TRANSPORT URBAIN - Les taxis-bicyclette, des dangers ambulants


Des agents de la police municipale de la Commune urbaine d’Antananarivo (CUA) ont demandé aux conducteurs de taxis-bicyclette qui ont stationné près de l’arrêt bus à Anosy et en face du rond-point, de quitter les lieux immédiatement, hier vers 11 heures. « On vous rappelle que le stationnement autour de 50 mètres de l’arrêt bus est interdit, même chose, dans les croisements », s’est adressé l’un d’eux, à ces transporteurs. Ce policer municipal nous explique qu’il n’y a pas de note qui autorise ce moyen de transport, dans la commune urbaine d’Antananarivo. « Mais ils ont obtenu une faveur, vu les contextes actuels, dont la hausse du chômage », enchaine-t-il. Ces agents de la circulation admettent, toutefois, que ce sont des « dangers ambulants ». « Ils ne maîtrisent même pas le code de la route. Il y a un mois, un taxi-bicyclette et son passager, un enfant, ont fait un accident, car le conducteur roulait alors qu’il n’avait même pas la priorité sur la voie publique », explique-il. Ces conducteurs de taxi-bicyclette racontent que pour conduire cet appareil de locomotion sur la voie publique et pour exercer ce métier, ils n’ont pas eu besoin de passer par une auto-école pour apprendre les bases du code de la route. « Nous connaissons déjà le code de la route », se vante José, un conducteur de ce moyen de transport qui stationne à Anosy.

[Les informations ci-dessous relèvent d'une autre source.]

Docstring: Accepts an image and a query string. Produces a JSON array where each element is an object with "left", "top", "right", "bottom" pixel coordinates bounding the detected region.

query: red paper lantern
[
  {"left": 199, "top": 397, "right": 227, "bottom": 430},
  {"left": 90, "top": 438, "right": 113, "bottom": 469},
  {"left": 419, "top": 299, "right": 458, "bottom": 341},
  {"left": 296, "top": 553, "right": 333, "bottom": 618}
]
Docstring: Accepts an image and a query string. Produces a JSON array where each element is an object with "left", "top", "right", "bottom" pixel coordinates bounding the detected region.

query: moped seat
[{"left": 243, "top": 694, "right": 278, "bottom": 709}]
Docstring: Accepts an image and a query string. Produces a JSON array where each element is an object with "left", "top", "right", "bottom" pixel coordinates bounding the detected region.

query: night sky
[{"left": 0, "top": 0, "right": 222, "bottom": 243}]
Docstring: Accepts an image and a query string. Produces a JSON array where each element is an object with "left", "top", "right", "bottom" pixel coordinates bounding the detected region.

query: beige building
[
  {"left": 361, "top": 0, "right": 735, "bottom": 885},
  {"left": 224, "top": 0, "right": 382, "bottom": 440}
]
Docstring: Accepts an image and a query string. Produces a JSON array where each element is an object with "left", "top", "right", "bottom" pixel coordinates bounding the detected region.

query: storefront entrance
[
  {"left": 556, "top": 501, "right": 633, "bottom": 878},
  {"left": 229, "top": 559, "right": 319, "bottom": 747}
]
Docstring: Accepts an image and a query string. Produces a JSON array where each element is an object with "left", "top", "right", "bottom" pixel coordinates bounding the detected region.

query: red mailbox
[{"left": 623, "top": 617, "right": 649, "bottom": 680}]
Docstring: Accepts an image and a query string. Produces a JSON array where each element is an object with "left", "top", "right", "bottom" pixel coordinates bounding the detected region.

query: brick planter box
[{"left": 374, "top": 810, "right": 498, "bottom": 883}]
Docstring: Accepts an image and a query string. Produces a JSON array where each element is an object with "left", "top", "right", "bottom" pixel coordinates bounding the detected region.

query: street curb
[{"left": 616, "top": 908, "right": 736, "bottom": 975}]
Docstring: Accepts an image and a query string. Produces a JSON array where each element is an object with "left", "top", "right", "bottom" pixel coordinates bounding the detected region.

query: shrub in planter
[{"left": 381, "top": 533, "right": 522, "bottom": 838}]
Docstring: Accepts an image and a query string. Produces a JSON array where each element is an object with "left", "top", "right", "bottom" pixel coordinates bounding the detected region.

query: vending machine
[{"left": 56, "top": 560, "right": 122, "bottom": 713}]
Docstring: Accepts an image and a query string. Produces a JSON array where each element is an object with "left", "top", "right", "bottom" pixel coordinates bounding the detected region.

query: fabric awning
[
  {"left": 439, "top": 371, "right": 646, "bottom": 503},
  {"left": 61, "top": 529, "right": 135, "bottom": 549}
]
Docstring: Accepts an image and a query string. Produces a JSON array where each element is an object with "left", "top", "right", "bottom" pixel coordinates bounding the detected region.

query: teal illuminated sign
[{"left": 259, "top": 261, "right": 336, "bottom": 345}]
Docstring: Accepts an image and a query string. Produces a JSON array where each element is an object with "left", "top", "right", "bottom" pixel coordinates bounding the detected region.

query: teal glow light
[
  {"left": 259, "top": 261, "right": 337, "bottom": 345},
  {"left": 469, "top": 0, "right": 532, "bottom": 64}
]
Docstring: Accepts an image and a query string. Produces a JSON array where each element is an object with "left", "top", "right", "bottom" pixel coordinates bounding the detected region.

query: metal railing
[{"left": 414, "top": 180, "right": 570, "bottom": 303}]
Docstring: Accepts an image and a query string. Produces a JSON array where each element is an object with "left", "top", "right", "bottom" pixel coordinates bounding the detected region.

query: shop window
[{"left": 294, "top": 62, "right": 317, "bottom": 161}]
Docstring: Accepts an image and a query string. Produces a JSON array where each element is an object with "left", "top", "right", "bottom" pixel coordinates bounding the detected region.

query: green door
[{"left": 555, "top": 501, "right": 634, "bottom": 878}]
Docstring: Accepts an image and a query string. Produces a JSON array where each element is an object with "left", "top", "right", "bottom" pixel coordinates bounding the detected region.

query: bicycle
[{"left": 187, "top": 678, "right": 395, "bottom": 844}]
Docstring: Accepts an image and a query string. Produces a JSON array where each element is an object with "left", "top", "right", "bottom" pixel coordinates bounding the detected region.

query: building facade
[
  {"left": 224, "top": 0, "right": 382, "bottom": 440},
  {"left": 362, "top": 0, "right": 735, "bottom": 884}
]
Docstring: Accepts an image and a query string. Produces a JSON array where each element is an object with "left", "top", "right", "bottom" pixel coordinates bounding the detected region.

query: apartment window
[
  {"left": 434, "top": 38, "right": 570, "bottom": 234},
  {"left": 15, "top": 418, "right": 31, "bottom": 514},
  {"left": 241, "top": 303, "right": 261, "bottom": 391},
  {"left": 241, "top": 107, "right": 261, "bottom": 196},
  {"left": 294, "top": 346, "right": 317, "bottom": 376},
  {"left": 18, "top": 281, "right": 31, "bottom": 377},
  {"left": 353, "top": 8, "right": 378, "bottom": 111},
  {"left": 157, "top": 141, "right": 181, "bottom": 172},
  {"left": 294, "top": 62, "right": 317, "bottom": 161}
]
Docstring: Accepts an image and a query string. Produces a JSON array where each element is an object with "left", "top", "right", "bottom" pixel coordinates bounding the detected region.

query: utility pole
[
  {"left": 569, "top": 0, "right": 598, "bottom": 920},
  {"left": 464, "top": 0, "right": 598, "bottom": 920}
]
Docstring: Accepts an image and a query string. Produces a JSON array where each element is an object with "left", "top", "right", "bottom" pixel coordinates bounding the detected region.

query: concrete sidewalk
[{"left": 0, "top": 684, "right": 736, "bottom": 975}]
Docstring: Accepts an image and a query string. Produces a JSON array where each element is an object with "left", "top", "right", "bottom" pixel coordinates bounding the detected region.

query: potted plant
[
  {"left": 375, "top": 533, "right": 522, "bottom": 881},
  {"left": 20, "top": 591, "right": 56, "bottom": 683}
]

Comme le millier de taxis-bicyclette qui circulent déjà dans la ville d’Antananarivo et dans les communes voisines, José n’a ni casque, ni autres équipements, pour se protéger et pour protéger ses clients. « Je n’ai pas peur car je ne roule pas vite », lance-t-il. Des agents de circulation soulignent que ces conducteurs de taxi-bicyclette doivent suivre une formation sur la circulation, sur le code de la route, et être équipés, pour exercer ce métier, afin de prévenir un accident, comme celui qui est survenu à Antanime-nakely, hier matin.